I don't know much, but I think know that when you tie a pouch to a band, or a band to a slingshot, you should stretch the band before tying, in order to prevent curling.

And I believe many people have built jigs to hold the stretched bands in place while tying. Surely instructions or templates for building such a jig already exist, but where do I find one?

I assume said instructions can be found here, somewhere, and I did try searching for them myself, but I didn't have any luck.

Can anyone point me to something that will tell me how to build one?

Many thanks.


----------



## Btoon84 (Nov 22, 2011)

There are quite a few jigs out there. The one I'm currently using was a generous gift by wonderful member DRiley. Here is a post that will give you some info... hope it helps. You can always message Mr Riley and ask him some questions, he's the nicest of the nicest 

http://slingshotforum.com/topic/32622-driley-band-tying-jig/?p=433745


----------



## Charles (Aug 26, 2010)

Go to Google. Search for "slingshotforum band tying jig". You will get LOTS of hits and images as well.

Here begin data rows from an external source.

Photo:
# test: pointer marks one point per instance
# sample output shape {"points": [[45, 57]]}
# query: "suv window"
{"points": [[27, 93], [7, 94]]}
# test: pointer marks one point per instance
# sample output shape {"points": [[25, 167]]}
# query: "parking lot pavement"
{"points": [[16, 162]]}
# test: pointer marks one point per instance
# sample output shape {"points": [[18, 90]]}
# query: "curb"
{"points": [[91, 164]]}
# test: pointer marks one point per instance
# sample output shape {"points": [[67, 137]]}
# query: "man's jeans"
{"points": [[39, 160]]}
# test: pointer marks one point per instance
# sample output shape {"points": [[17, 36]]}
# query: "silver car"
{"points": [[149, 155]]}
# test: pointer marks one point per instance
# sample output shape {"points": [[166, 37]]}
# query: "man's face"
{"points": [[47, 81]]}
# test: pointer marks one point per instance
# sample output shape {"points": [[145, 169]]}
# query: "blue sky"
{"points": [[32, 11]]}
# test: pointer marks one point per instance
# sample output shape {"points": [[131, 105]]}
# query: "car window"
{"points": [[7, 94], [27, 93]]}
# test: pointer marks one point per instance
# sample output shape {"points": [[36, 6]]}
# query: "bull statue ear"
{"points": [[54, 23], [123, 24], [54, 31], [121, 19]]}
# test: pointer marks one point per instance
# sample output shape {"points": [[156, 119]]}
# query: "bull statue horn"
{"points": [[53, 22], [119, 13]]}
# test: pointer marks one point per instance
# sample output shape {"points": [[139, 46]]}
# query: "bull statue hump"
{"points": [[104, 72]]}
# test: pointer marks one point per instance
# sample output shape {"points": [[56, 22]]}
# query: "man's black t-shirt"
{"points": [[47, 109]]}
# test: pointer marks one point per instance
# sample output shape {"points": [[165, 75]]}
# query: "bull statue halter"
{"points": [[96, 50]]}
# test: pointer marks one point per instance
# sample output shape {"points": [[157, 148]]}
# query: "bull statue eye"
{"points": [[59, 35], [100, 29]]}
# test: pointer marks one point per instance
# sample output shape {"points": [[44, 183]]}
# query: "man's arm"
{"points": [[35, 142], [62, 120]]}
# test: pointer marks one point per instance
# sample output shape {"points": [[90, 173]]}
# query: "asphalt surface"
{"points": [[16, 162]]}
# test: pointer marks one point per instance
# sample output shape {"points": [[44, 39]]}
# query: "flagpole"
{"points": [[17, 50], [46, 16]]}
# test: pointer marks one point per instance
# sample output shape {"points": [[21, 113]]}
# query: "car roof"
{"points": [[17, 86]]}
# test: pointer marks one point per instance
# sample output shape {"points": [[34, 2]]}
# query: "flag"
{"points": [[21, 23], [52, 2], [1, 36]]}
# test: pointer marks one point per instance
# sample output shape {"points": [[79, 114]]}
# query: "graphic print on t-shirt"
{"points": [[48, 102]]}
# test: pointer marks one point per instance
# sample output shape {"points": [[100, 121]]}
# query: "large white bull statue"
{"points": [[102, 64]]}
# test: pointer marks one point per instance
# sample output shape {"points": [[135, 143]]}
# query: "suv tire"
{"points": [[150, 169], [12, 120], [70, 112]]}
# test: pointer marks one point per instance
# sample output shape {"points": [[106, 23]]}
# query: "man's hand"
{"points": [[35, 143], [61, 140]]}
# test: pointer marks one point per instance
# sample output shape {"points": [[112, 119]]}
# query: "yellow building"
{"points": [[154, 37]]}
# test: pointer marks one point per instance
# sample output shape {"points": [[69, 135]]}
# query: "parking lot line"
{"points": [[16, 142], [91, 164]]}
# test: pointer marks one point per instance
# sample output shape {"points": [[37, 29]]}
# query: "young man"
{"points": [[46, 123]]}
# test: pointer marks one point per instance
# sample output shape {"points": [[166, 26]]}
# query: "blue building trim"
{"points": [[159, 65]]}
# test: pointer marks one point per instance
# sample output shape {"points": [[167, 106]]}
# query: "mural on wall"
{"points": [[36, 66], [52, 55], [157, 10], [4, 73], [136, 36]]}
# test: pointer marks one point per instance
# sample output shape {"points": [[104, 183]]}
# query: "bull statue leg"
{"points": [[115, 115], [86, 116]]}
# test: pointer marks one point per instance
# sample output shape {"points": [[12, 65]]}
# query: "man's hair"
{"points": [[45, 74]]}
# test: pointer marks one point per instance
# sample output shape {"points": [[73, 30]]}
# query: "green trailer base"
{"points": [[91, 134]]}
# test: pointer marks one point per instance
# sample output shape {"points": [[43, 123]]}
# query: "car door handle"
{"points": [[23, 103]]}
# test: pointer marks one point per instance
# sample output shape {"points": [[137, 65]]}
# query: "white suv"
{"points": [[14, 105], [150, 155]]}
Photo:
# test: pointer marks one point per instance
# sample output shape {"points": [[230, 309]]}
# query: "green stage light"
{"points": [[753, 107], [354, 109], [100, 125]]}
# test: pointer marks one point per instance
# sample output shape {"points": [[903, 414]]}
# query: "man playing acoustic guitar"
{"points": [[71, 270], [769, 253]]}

http://slingshotforum.com/topic/39001-new-band-tying-jig/

http://slingshotforum.com/topic/37546-band-tying-jig/

http://slingshotforum.com/topic/15565-pouch-tie-jig-and-how-i-do-it/

And so on .....

Cheers ..... Charles


----------



## #4Buck (Jan 27, 2012)

Many thanks! I already have more info that I can use. I love the SlingshotForum and participants herein. I'll post photos of my band tying jig once it's completed.


----------



## POI (Dec 5, 2014)

Great link Btoon.


----------